People with lived experience of harm from gambling share their stories through the ALLIANCE’s Humans of Scotland series.
These stories showcase the impact that gambling can have on people’s lives. Gambling can cause significant harm to people; including relationship breakdown; money problems; stress and anxiety; and in some extreme circumstances, suicide. For every person that experiences problems with gambling, on average six other people in their lives will be negatively affected.
The ALLIANCE’s Scotland Reducing Gambling Harm programme aims to hear from people affected by gambling, to find out what it means to them and what impact it has had on their lives. The programme works with them and their expertise to create policy recommendations to make gambling safer.
Excerpts from stories
“Sadly at 25 years of age I tried to take my own life. At that point I wasn’t going to gamble again. But it was too powerful. I came out the hospital and next day I was gambling. I went on to steal. That’s where the addiction took me to, to desperate, desperate measures.
My experience is you can recover. I have a beautiful life today. I have a loving, caring partner who I love with all my heart. I’ve got love in my heart, I’ve got happiness, I’ve got peace, I’ve got sadness. I’ve got all the emotions that one person should feel. And I’m able to be a mum, that’s all I ever wanted.”
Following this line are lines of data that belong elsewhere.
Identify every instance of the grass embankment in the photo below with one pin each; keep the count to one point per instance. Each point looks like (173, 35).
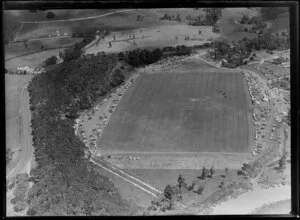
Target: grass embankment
(64, 181)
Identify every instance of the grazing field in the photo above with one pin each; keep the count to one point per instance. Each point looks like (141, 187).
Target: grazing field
(113, 22)
(13, 116)
(18, 48)
(155, 37)
(32, 60)
(230, 29)
(193, 108)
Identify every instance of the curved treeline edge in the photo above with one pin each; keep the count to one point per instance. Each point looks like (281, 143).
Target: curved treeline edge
(65, 183)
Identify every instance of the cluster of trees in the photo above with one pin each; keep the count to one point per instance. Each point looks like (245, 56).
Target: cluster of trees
(211, 17)
(271, 12)
(50, 15)
(50, 61)
(65, 182)
(140, 57)
(139, 17)
(236, 52)
(173, 194)
(255, 25)
(171, 18)
(9, 155)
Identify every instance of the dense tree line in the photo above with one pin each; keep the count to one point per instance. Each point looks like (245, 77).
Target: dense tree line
(211, 17)
(65, 182)
(271, 12)
(237, 51)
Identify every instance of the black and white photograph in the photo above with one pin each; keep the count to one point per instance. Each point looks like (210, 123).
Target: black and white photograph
(147, 111)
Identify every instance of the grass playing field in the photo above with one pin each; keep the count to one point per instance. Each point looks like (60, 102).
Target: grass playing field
(193, 108)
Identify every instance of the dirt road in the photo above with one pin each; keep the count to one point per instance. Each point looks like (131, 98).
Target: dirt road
(249, 201)
(26, 154)
(127, 177)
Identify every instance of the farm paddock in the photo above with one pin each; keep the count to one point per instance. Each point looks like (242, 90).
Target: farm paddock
(191, 112)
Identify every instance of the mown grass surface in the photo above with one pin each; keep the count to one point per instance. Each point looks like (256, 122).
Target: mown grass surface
(203, 109)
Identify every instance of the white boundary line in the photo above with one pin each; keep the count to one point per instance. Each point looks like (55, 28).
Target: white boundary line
(124, 178)
(136, 179)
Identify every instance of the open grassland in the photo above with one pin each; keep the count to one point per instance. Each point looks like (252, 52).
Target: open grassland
(60, 14)
(230, 29)
(195, 108)
(155, 37)
(282, 22)
(118, 21)
(18, 48)
(13, 116)
(32, 60)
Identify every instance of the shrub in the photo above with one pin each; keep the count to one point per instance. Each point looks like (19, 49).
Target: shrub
(20, 206)
(199, 190)
(51, 61)
(168, 192)
(245, 19)
(241, 173)
(50, 15)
“Throughout most of my teenage years and continuing on into most of my twenties, I struggled on and off with gambling: mostly on sports betting, which manifested into Casino games – namely roulette and for a time, online slots. But at the height of my addiction, I was chaotically betting on pretty much everything. I tried giving up, but I always found myself back at square one. I really needed help.”
“That’s one of the problems with gamblers. People get bored and have nothing to do and they turn to gambling as a form of excitement. It’s often not to do so much with the money until they lose and chase the loss.
I’m horrified, horrified with the money I’m spending firstly chasing my natural high then chasing my loses. I’d like to be back in the days when I could play poker for fun with no money. Gambling is a disease that can be caught. The odds are always against you.”
“Gambling can take you to really dark places and although it didn’t take my life, it most certainly took most things from it. Not only nearly every penny I earned, but any social invites would dry up because I always made excuses to gamble instead. £100 loans became £1000s and I spent most of my adult life juggling or avoiding bills. I was heavily in debt and my relationships were superficial at best”
“It was all-consuming. There were days I would bet on every horse race in Britain then follow it up with a punt on an obscure overnight football match, thousands of miles away. Not so enjoyable. Gambling at that frenzied pace affected my mood and relationships, caused stress, anxiety and debt. It got to the stage where I daren’t look at my bank statements. Ironically, my salvation finally came because somebody else did just that.”
ALLIANCE Chief Executive, Ian Welsh said: “These powerful stories demonstrate the impact that gambling can have on people’s lives. They are filled with accounts of people whose whole lives and social circle were affected by gambling. It echoes what we’re hearing throughout our engagement on this topic; that we need to take a wider, public health approach to reducing gambling harm. The Scotland Reducing Gambling Harm programme at the ALLIANCE is all about ensuring that people with experience of gambling harms have a voice and are involved in taking that public health approach to reducing gambling harms in Scotland.”
Gambling Commission Chair William Moyes said: “Stories like these exemplify exactly why tackling gambling related harm is so important. They are the reason why we launched the National Strategy to Reduce Gambling Harms (this link will take you away from our website) and why we will continue to push forward its agenda.”